Equally important to Healx’s success to date has been its treatment strategy. While the technology could be used for the development of new therapies, the company has so far focused on finding new uses for existing drugs and their application in potential combination therapies. Applying this strategy within the context of rare disease has allowed Healx to further improve speed to market – existing drugs require fewer and less complex trials and the Orphan Drug Act was designed to encourage research and development of therapies for rare disease.
The $10m investment will be used to more than double Healx’s diverse and multi-disciplinary team of software engineers, data scientists, pharmacologists and drug development experts from the rich cross-disciplinary Cambridge ecosystem and to expand its world class artificial intelligence and machine learning technologies. Balderton’s Suranga Chandratillake will be joining the Board alongside Shaun Grady (Global Vice-President Business Development Operations, AstraZeneca), Dr Hermann Hauser (Co-Founder of Amadeus Capital Partners), Dr Jonathan Milner (Founder and ex-CEO of Abcam, LON:ABC, and Founder of the Milner Institute for Therapeutics).
David Brown, PhD, Co-founder and Chief Scientific Officer, Ex-Global Head of Drug Discovery, Roche, and Co-Inventor of Viagra, added, “The traditional drug discovery process takes 10 to 15 years at a cost of $2 billion per new drug and with a failure rate of 95 per cent – it’s broken, it’s slow, it’s high failure, and it’s not economic for rare diseases. However, today’s technology can change that and help 350 million under-served rare disease patients. Healx is showing that we can massively transform the rate of discovery of new medicines, reducing timelines and costs.”

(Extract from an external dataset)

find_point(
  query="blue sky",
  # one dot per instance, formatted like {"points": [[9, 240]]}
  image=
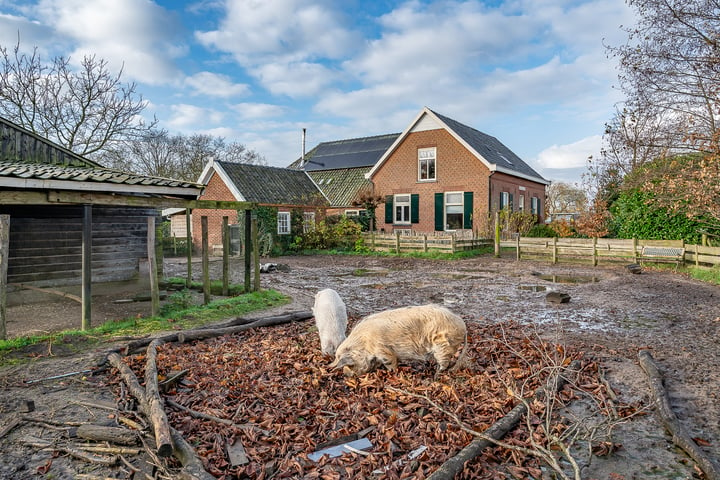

Suranga Chandratillake, Partner at Balderton Capital, explained: “Historically, the pharmaceutical industry has focused on what is the same about everyone, building blockbuster drugs that affect large groups of people. The future of medicine will focus on what is different about everyone, personalising treatment and taking the individual into context. The first frontier of this exciting new direction for medicine is rare disease and the only way it can be solved is by using automation to deliver a step-change in the volume of discovery that is possible. Healx’s HealNet platform, at the forefront of this shift, is already delivering value and Balderton is excited to have the opportunity to be part of the company’s journey.”